Gamers have been talking about the cloud for years now, and with the Xbox One and PS4 release dates just a few months away, cloud storage is becoming an increasingly hot topic. Microsoft just succeeded in taking that topic to well-beyond boiling temperatures, though, announcing that the company intends to provide unlimited Xbox One cloud storage for all Xbox Live members.
While gamers this weekend have been talking about how much RAM the PS4 OS will consume vs. how much RAM the Xbox One OS will consume, the topic has shifted almost immediately from RAM to hard-drive size. That’s because, in one fell swoop, Microsoft has basically enabled the entire xbox one hard drive to be used for game, entertainment and add-on downloads — and maybe even caching and video storage, if all primary content is slated to be saved in the new Xbox One cloud storage setup.
Logistical details remain scarce at this point, but according to a statement from Microsoft, all Xbox Live members will receive unlimited Xbox One cloud storage. The exact quote, as given to the Examiner at PAX Australia, was “Xbox Live offers Xbox One unlimited storage space in the cloud for all Xbox Live members to store numerous types of Xbox Live content, including your profile, games, Achievements and entertainment. This content is stored and saved in the cloud so you can automatically access it anywhere, anytime, no matter where you are.”
Cloud storage is currently available in a limited quantity (512MB) on the Xbox 360, but things appear to be changing with Xbox One cloud storage. The current model requires Xbox 360 owners to be a paid Xbox Live Gold member in order to save content to the cloud. With just 512MB available, the data being saved is largely individual game-save files rather than full-on game downloads or TV/movie programming.
When the Xbox One releases, however, that model is apparently getting a massive overhaul. According to Microsoft’s statement during PAX Australia, Xbox One cloud storage will be available to all Xbox Live members, whether they be of the free Silver or paid Gold variety.

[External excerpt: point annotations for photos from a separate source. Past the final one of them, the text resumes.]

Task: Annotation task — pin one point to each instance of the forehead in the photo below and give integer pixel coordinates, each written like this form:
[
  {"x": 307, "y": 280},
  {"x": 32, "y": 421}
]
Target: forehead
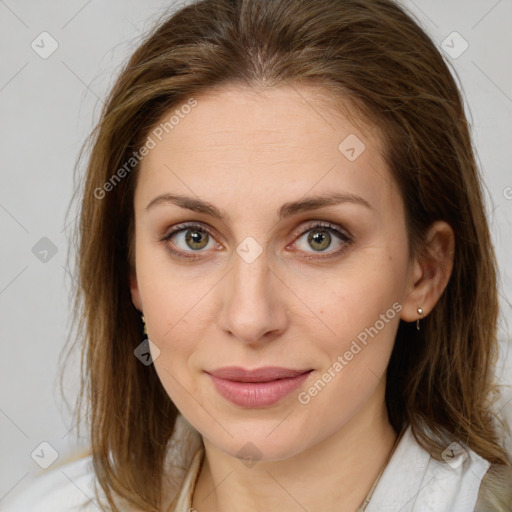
[{"x": 288, "y": 140}]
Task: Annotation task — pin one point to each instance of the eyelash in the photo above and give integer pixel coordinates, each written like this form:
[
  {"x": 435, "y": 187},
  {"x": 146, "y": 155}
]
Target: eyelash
[{"x": 325, "y": 226}]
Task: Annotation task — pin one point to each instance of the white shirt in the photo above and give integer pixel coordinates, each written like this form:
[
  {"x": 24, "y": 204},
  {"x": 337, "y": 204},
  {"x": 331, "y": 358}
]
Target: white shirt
[{"x": 412, "y": 481}]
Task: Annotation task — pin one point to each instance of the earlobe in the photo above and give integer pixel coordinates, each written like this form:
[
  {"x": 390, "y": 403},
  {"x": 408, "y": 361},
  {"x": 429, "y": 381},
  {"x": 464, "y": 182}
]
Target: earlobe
[{"x": 430, "y": 272}]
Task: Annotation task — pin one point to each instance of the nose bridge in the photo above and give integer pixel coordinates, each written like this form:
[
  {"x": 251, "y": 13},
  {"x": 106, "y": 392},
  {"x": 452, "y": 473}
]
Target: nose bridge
[{"x": 251, "y": 309}]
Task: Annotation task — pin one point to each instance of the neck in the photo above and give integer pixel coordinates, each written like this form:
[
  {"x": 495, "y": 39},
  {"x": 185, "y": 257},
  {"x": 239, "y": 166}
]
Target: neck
[{"x": 334, "y": 475}]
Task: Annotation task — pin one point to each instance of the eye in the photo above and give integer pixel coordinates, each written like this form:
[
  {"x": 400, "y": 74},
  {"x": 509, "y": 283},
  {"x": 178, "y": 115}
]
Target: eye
[
  {"x": 193, "y": 237},
  {"x": 196, "y": 237},
  {"x": 319, "y": 238}
]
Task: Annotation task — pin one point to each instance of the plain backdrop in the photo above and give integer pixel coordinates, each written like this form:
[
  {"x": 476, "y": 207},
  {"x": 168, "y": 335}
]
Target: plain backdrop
[{"x": 49, "y": 103}]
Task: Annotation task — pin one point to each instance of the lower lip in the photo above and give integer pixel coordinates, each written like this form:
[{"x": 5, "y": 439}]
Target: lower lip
[{"x": 257, "y": 394}]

This is intriguing in part because of the revenue implications: with free cloud storage to even non-paying XBL members, Microsoft’s going to have to make up the server investment via ad dollars. However, it’s also intriguing because of Microsoft’s desire to make members’ content available wherever they wish to access it, which likely underscores a tighter integration between the Xbox property and Microsoft’s Surface tablet and Windows Phone interfaces. Just think: some future all-in-one device may very well have its start in something as simply as Xbox One cloud storage.